The Sunken Cemetery is an iconic landmark in Camiguin. Greatly recognized for its grandiose Christian cross—beyond being a tourist attraction and a place to honor the dead—is a pilgrimage site of the faithful. The wonder of its magnificence transcends what is comprehensible to the five senses. A beacon of light and hope in the midst of darkness. The symbol of love, peace, sacrifice and glorious resurrection.
A sight of its serene sunset reflects how life will inevitably get dim. Like the disintegrated bodies underneath the submerged tombs—the sun will eventually vanish and its twilight will dissipate. The once bright and jubilant perspective was gradually taken over by gloom as the pitch-black shadow covered the entire surrounding. Nowhere to be found, a strong belief is dearly held that the sun is just momentarily in a hidden place that will later be seen with celebration.
Sunken Cemetery’s Brief History
The once quiet cemetery in the coast of Bonbon, Camiguin was violently shaken by the eruption of Mount Vulcan from 1871 to 1875. The earthquake’s great magnitude caused the cemetery to sink below the sea. It didn’t stop the town from recognizing the cemetery area and from honoring the departed so they erected a large cross as its landmark in 1982. It turned into an iconic symbol and became one of Camiguin’s biggest tourist draws.

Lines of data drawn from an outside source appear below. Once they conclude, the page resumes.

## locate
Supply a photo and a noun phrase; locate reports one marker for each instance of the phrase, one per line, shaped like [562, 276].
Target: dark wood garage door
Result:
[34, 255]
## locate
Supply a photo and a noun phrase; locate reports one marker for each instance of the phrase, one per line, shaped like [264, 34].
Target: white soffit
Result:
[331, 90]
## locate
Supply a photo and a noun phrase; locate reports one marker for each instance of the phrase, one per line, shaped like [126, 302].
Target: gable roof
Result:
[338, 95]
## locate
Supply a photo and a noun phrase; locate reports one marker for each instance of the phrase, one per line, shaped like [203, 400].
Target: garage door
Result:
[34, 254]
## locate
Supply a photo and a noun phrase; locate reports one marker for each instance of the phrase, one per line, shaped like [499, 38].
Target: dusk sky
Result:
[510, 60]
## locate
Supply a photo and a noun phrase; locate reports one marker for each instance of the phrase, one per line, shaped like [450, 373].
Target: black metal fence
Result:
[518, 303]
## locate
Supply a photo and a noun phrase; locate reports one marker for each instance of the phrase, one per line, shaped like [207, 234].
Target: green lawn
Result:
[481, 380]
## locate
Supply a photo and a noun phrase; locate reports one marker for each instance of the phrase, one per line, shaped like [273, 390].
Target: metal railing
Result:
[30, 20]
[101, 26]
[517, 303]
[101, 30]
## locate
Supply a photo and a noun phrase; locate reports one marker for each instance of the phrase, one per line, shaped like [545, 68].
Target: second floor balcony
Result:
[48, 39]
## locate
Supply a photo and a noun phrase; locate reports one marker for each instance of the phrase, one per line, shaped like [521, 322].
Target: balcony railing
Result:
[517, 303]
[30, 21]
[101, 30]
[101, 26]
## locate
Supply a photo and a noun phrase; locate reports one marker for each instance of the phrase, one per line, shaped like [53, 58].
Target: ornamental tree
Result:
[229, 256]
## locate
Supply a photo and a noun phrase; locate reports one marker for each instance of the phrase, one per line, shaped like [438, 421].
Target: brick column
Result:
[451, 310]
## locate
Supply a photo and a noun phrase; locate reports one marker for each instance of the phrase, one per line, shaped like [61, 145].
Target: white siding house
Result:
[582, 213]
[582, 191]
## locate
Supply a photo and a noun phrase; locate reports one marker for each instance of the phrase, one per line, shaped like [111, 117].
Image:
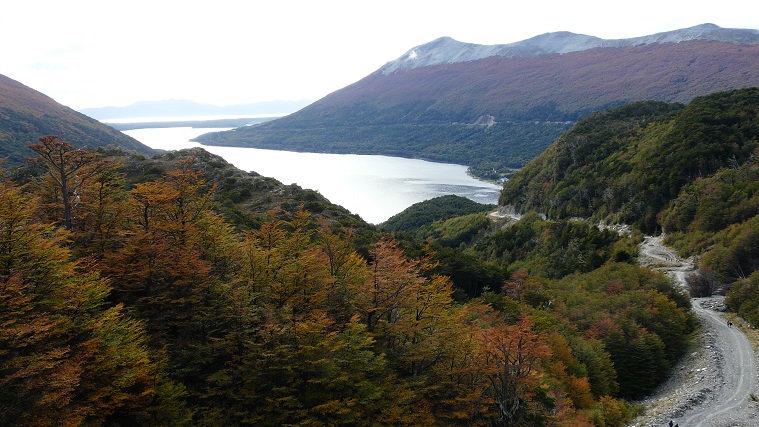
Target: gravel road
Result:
[716, 384]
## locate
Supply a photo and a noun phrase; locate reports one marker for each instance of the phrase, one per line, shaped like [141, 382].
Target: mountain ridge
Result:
[446, 50]
[432, 112]
[26, 115]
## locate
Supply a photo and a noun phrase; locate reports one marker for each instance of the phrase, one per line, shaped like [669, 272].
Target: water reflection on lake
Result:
[374, 187]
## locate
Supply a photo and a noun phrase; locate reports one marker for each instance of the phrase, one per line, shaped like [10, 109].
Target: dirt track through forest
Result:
[716, 384]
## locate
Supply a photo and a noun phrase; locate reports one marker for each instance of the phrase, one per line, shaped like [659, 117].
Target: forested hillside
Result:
[690, 171]
[148, 298]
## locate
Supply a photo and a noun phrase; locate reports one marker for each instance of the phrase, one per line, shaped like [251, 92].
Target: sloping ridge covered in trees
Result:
[156, 305]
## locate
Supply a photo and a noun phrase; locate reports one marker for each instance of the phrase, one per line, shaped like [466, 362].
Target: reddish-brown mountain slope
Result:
[500, 111]
[26, 115]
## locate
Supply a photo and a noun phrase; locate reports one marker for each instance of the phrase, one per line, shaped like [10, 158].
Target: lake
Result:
[374, 187]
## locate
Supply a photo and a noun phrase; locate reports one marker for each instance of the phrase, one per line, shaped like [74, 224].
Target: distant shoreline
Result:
[197, 123]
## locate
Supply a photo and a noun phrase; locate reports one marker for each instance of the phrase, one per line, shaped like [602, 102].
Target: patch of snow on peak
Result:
[446, 50]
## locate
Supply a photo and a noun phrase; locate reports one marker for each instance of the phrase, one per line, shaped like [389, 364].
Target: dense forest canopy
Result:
[152, 300]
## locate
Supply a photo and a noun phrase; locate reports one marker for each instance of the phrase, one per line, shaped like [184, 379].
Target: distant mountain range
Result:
[494, 107]
[177, 108]
[26, 115]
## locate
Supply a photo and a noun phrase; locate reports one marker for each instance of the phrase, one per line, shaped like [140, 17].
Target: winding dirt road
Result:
[716, 385]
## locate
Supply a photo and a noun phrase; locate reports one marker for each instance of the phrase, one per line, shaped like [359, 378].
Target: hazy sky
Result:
[97, 53]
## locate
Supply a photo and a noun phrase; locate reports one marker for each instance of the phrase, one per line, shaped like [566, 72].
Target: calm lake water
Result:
[374, 187]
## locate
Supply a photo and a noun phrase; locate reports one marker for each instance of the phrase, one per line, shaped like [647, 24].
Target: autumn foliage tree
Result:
[69, 169]
[66, 357]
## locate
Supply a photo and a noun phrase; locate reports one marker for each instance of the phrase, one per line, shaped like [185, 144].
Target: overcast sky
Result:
[97, 53]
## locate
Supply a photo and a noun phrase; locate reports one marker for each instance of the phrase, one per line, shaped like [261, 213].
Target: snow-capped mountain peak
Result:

Exploring Camiguin’s Sunken Cemetery
We panicked a bit during our tour at Guiob Church Ruins when we realized that we need to reach the Sunken Cemetery before sunset. Our habal-habal tour guide rushed to get us there and we were glad to make it in time. As we walk straight to the viewing deck, another concern confronted us. Big dark clouds were hovering in the direction where we’re going. We later confirmed that the clouds were blocking the sun after reaching the Sunken Cemetery’s viewing deck.

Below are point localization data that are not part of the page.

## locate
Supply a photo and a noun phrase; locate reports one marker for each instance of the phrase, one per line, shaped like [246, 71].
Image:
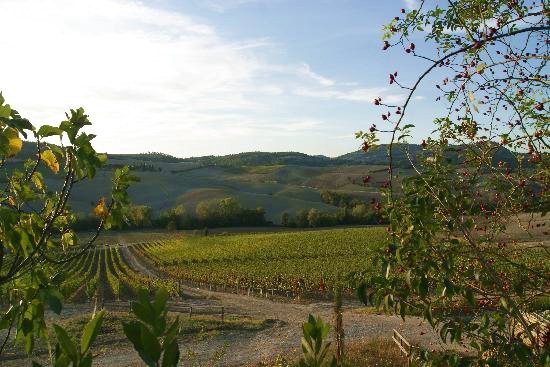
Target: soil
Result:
[238, 348]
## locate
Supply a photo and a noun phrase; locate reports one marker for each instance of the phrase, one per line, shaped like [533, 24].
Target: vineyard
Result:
[290, 261]
[104, 273]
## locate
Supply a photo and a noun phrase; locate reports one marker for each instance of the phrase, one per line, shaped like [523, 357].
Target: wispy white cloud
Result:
[354, 95]
[412, 4]
[306, 71]
[221, 6]
[158, 80]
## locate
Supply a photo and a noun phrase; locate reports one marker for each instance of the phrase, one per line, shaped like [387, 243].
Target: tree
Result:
[302, 218]
[449, 254]
[314, 217]
[36, 235]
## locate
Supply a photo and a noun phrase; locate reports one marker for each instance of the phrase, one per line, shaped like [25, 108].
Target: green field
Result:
[292, 261]
[104, 272]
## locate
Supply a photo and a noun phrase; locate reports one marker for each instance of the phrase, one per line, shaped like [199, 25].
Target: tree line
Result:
[227, 212]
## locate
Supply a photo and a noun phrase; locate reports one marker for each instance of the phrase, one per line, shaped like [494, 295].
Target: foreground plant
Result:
[151, 336]
[316, 350]
[483, 170]
[35, 223]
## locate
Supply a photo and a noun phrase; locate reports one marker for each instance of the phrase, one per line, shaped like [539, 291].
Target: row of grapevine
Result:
[103, 272]
[289, 261]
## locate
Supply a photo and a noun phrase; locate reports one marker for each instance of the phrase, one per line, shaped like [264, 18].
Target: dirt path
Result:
[284, 336]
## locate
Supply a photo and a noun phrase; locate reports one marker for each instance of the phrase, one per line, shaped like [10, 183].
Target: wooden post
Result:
[403, 345]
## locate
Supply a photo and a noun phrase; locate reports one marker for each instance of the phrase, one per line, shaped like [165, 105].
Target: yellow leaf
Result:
[50, 160]
[481, 68]
[37, 180]
[14, 142]
[100, 210]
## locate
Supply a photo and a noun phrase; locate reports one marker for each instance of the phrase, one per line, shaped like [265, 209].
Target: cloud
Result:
[221, 6]
[353, 95]
[158, 80]
[412, 4]
[127, 63]
[305, 70]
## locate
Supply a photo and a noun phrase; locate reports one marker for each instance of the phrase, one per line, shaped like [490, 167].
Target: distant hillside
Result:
[278, 182]
[376, 156]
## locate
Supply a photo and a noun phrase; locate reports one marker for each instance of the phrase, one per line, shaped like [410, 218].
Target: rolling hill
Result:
[278, 182]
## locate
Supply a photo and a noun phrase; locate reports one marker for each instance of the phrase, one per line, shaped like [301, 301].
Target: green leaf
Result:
[54, 301]
[132, 332]
[5, 111]
[47, 130]
[90, 331]
[161, 298]
[67, 345]
[86, 361]
[151, 346]
[49, 158]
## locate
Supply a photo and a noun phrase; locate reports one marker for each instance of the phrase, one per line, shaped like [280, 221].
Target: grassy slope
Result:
[284, 188]
[277, 182]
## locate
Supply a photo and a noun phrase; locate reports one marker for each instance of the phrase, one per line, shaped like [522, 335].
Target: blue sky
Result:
[202, 77]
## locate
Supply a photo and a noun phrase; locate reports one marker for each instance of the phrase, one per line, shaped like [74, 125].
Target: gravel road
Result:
[243, 347]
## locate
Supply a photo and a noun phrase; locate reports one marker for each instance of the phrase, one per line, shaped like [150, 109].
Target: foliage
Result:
[35, 222]
[152, 337]
[449, 253]
[316, 350]
[67, 353]
[360, 214]
[228, 212]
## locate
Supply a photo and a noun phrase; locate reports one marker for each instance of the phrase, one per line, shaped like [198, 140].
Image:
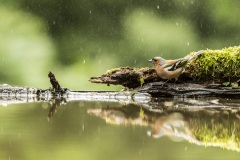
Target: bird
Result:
[172, 69]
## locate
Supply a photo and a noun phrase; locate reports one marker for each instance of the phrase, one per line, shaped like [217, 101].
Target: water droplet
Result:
[83, 127]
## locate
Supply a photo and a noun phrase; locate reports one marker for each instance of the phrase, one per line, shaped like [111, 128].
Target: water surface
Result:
[161, 129]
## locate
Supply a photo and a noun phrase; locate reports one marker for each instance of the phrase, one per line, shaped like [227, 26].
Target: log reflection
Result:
[204, 126]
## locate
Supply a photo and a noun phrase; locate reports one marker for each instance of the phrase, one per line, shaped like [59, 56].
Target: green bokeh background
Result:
[77, 39]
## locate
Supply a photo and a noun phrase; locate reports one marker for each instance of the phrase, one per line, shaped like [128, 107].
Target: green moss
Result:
[217, 64]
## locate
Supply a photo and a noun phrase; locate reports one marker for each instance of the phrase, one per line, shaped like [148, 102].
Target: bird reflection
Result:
[203, 127]
[55, 103]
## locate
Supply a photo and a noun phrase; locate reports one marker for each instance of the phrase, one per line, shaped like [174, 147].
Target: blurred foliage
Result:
[80, 39]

Far behind the cross is a clear blue sky which gave us a ray of hope. While wishing for the dark clouds to clear out, we took the offer to ride a boat towards the cross to have a better look at this monumental structure. Instead of paddling towards the cross, they’ve set up a thick rope which will make it easy for them to bring their boats towards the cross. They also bought a paddle but it was used for a purpose that we didn’t foresee.
Some Pleasant Tricks
What’s great about the guides is that they’re not just there to give you a short transport. They will also take trick shot photos of you to make your experience more epic. I’ve seen the exact same trick shot pictures when my aunts went there a few months later. It’s not hard to be generous to our teen guides after seeing the results of their shots. We experienced some unpleasant tricks from some of our guides in our other travels but this kind of trick really made us smile.
A picturesque view of Mount Hibok-Hibok can be seen from the viewing deck of the cross. I can’t imagine how it would look like in there during peak season because of its small space. Looking down below made me wish that we have allocated more time during our visit here because snorkeling in a cemetery underwater is a rare experience. I later read that its rich in fishes and corals and that some of the tombs are still visible down there.

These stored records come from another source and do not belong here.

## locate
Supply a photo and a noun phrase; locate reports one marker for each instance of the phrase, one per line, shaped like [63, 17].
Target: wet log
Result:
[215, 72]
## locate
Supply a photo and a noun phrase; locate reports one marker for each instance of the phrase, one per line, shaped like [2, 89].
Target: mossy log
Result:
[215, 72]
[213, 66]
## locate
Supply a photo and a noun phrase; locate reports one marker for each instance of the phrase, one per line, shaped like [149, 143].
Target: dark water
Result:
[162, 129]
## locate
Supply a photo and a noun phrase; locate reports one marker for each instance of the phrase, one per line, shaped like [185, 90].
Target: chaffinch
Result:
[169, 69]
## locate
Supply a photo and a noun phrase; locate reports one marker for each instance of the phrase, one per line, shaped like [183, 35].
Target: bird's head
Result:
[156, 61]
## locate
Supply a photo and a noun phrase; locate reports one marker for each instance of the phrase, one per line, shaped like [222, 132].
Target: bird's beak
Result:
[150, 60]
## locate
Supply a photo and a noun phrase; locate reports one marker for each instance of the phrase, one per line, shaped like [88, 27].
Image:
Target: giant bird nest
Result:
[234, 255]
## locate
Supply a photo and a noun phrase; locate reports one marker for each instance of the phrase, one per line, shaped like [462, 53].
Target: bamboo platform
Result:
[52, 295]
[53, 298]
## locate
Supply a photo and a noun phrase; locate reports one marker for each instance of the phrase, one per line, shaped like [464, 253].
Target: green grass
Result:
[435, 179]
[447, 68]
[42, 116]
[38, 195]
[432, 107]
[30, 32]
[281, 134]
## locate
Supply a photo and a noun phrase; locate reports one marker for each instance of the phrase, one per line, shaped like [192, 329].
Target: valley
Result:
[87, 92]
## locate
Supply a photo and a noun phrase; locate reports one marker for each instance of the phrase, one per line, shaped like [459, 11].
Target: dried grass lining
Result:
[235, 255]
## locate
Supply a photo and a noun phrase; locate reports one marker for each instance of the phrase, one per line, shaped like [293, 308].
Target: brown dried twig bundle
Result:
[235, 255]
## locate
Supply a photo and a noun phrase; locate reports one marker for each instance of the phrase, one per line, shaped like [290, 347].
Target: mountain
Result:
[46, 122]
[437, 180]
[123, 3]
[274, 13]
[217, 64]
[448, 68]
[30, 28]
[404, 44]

We hurried back to the island when the dark clouds left and the sun finally showed its face. We did a few more trick shot sessions before waiting for the sun to set. The viewing deck suddenly got filled with more visitors when the sun was going down. It was great to see the transition of the sky’s color from blue into orange and red. With the cross standing in the middle of the sea as the sun goes down, we can’t help but be amazed at its dramatic sunset. The Sunken Cemetery is a magnificent sight that is truly one of a kind.